The samples will also be analyzed for evidence of extinct life in the form of microbial fossilization and characteristics associated with being caused by previous microbial presence such as fine layering and dark bands of organic matter.


LONG VERSION:

The protein test makes use of the reagent ninhydrin which is known to identify the presence of amino acids through its reaction with free amines to produce a deep blue/violet or yellow colour. The soil will be centrifuged with sterile water and ninhydrin to determine if a colour change to violet or yellow occurs to indicate proteins present.

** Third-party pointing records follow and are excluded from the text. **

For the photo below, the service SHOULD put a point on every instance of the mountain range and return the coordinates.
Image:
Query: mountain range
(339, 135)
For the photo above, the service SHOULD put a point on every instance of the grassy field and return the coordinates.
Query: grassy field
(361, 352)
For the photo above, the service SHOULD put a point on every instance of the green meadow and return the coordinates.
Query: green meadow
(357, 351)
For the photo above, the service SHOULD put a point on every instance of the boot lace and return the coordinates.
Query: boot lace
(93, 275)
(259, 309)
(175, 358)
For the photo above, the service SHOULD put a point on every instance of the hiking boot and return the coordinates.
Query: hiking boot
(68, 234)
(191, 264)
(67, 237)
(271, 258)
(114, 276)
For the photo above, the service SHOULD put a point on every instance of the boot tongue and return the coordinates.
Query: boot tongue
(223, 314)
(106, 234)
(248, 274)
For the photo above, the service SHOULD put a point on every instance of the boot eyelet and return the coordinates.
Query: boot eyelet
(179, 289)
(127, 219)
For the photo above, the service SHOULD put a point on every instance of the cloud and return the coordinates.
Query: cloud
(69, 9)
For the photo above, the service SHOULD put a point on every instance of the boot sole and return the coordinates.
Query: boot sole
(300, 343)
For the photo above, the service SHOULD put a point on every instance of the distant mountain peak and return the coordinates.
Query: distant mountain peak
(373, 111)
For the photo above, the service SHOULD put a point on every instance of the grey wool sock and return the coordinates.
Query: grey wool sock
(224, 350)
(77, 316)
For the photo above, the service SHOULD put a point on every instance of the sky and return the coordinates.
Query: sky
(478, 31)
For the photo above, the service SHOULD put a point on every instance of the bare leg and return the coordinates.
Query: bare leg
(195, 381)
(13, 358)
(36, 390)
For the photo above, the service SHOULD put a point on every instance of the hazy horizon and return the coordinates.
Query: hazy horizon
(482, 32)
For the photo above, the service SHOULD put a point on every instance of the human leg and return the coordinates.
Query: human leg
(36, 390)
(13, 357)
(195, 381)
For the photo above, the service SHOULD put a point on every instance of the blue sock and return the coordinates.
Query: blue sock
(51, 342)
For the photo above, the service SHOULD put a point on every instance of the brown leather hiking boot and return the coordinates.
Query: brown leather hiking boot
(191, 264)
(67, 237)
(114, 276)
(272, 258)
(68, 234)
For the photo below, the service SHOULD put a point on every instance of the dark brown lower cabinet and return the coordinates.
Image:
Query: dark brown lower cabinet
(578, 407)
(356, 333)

Positive and negative controls will be present on the rover to compare results to. 

pH and nitrogen levels will be analyzed by centrifuging soil and sterile water with non-toxic indicators that change colour to indicate their values. 

A soil-specific moisture and temperature sensor will be inserted directly into the soil as well for environmental condition testing.

Rock sample analysis involves meticulous visual analysis using a camera on the mechanism starting with looking for evidence of life present such as the identification of microbial mats, stromatolites, and thrombolites. 

Assessing the rock type and weathering will be done to determine if strong evidence of rock-associated microbes are present. 

The samples will also be analyzed for evidence of extinct life in the form of microbial fossilization and characteristics associated with being caused by previous microbial presence. This can include fine layering, dark bands of organic matter, rough wavy texture, or conical and branching forms.


 


Comms Summary

Footage:

  1. Don’t know who we will use to discuss this lol
  2. Robot driving around terrain with the antennas equipped
  3. Base station footage


Talking Points:

  1. Comms frequencies and network stuff
  2. New Base station design



Script:

This year’s rover uses comms running on 900mhz, 2.4ghz, and 5ghz. We have implemented automatic load balancing so that more network traffic goes through the frequencies with higher bandwidth. In the event that one of the frequencies loses signal, traffic will automatically be redistributed over the remaining frequencies. We’ve also redesigned our base station hardware to utilize a robust tripod to allow for quick set-up time and greater stability.